Dylan Thomas was a Welsh poet and writer renowned for his lyrical and emotionally charged language. Born in Swansea in 1914, he gained early fame with works like "And Death Shall Have No Dominion" and "Do Not Go Gentle into That Good Night." His poetry often blends vivid imagery, musical rhythms, and themes of nature, childhood, and mortality. Though he lived a turbulent life, marked by heavy drinking and financial struggles, Thomas's legacy endures through his distinctive voice and influential work, including the beloved radio play "Under Milk Wood."
This week, events are held around the world, and the International Dylan Thomas Prize is awarded during the week by Swansea University for novels, short stories and poetry, showcasing "startlingly fresh writing, style and energy.” 🏴 ✍️ 🖤 🤍 🖤
Dylan's Dance
If you are a fan of lyric poetry reading when not dancing, you are no doubt familiar with verses from one of Dylan Thomas’s most celebrated poems, Fern Hill, captures the golden haze of childhood remembered through the lens of time. The imagery is lush, pastoral, and musical:
“And as I was green and carefree, famous among the barns
About the happy yard and singing as the farm was home,
In the sun that is young once only,
Time let me play and be
Golden in the mercy of his means.”
But the innocence of youth is eventually tempered by the inevitability of time, and the poem closes with a haunting, lyrical surrender:
“Nothing I cared, in the lamb white days, that time would take me
Up to the swallow thronged loft by the shadow of my hand,
In the moon that is always rising,
Nor that riding to sleep
I should hear him fly with the high fields
And wake to the farm forever fled from the childless land.
Oh as I was young and easy in the mercy of his means,
Time held me green and dying
Though I sang in my chains like the sea.”
Another of his most iconic works is Do Not Go Gentle into That Good Night, a villanelle written as Thomas’s father approached death.
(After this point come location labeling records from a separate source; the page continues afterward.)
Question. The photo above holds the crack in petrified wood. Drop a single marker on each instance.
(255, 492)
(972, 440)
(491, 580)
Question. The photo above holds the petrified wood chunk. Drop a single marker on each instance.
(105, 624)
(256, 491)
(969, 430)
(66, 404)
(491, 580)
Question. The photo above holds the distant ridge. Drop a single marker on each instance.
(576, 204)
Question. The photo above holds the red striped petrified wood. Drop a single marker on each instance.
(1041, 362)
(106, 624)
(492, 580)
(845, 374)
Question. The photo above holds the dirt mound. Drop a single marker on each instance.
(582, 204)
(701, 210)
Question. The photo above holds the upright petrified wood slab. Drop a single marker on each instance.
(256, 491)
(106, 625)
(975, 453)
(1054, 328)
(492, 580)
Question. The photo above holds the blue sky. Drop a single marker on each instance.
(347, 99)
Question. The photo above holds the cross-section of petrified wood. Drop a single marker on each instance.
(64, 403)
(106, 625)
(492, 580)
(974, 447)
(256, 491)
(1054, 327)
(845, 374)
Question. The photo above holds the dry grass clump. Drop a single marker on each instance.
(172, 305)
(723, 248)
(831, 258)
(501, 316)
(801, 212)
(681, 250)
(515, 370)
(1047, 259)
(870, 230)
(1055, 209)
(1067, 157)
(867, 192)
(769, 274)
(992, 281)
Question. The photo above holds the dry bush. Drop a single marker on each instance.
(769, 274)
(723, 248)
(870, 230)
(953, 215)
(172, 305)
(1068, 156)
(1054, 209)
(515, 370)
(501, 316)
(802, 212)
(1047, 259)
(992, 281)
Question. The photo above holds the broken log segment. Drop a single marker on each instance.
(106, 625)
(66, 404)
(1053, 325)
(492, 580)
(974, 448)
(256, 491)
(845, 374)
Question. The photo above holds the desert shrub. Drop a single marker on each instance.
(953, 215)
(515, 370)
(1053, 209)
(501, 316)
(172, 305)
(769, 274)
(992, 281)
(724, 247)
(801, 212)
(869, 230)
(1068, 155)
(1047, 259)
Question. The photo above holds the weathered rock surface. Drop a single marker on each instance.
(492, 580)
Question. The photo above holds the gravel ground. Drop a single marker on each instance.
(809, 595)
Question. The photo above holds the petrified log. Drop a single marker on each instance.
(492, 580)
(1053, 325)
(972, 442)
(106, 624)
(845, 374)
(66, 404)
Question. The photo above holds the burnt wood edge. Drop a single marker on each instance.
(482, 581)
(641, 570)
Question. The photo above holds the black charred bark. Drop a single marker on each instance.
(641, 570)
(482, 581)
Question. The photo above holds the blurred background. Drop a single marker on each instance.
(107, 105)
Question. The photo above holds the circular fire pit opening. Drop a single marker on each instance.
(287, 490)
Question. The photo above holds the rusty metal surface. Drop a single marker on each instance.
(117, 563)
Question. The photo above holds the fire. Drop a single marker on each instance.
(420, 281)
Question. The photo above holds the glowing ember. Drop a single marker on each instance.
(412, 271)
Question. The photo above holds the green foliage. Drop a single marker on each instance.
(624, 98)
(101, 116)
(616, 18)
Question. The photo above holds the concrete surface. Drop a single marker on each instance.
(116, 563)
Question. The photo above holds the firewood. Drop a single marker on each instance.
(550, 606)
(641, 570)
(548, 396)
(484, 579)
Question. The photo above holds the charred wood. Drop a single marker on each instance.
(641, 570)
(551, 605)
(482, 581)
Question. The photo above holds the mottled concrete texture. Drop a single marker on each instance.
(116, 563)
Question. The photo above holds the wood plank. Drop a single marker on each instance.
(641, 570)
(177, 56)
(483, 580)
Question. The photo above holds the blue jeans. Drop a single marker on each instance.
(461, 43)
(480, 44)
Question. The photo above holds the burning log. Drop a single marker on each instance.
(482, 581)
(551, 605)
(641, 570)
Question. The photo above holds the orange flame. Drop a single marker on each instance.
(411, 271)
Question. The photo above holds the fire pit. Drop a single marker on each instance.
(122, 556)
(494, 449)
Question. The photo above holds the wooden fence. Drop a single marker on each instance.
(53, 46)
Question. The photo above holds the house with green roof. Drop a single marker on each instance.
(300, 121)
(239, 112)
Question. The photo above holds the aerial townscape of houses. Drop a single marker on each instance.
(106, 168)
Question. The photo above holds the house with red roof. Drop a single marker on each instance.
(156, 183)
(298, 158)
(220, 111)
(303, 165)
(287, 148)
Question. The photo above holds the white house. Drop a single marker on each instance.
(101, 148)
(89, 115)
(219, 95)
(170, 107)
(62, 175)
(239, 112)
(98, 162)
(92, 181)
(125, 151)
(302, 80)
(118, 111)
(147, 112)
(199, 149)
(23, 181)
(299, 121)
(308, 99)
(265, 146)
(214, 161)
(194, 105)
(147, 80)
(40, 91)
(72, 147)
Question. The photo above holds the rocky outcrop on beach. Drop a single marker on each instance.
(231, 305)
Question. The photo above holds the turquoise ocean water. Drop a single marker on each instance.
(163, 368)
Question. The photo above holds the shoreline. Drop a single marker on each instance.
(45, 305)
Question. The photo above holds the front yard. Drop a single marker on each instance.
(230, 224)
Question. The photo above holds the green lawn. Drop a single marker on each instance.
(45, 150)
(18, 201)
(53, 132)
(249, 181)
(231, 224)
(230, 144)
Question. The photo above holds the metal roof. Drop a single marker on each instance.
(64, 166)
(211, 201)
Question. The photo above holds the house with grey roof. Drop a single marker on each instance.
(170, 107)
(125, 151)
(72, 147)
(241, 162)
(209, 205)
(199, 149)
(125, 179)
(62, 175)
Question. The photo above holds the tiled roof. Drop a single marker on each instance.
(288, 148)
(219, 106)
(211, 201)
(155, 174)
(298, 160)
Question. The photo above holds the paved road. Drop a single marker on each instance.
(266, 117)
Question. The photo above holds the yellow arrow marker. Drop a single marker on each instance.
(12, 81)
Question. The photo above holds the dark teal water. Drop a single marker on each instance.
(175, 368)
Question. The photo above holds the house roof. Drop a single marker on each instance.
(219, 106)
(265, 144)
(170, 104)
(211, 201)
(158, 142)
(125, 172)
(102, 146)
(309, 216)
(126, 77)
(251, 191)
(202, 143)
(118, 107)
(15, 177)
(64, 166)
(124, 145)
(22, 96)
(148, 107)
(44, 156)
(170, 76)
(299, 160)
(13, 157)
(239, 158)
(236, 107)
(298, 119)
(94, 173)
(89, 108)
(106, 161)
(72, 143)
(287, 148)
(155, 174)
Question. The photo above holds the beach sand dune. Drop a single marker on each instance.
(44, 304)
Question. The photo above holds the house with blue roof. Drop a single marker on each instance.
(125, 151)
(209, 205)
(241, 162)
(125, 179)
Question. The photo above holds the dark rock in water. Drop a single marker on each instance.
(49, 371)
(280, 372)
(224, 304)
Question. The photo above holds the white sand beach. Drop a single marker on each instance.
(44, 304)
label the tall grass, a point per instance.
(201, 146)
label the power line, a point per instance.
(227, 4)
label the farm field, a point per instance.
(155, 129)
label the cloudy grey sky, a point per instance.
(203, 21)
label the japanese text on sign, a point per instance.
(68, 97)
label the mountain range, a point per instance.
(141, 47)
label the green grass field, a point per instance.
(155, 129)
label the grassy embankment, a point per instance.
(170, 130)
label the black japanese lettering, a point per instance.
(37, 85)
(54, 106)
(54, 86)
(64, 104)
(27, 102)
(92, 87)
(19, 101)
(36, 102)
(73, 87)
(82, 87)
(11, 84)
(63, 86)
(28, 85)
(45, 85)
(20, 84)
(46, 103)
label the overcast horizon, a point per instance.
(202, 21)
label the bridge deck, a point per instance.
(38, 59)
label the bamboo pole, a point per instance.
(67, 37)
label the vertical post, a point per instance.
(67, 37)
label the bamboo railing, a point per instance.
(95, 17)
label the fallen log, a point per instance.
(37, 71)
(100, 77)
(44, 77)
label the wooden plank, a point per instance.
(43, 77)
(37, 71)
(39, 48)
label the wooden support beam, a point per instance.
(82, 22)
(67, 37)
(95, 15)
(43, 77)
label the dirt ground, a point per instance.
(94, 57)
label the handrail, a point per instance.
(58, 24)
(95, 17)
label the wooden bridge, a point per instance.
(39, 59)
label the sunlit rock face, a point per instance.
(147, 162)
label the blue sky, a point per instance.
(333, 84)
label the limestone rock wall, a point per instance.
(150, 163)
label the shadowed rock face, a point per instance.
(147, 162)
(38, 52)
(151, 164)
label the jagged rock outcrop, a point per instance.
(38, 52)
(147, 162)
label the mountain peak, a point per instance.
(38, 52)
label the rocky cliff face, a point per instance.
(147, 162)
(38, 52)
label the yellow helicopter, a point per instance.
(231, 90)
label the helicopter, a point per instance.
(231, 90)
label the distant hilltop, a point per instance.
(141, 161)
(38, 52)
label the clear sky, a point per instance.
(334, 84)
Its opening lines have become an anthem of defiance in the face of mortality:
“Do not go gentle into that good night,
Old age should burn and rave at close of day;
Rage, rage against the dying of the light.”
And its final stanza, addressed directly to his father, is both a plea and an expression of love:
“And you, my father, there on the sad height,
Curse, bless, me now with your fierce tears, I pray.
Do not go gentle into that good night.
Rage, rage against the dying of the light.”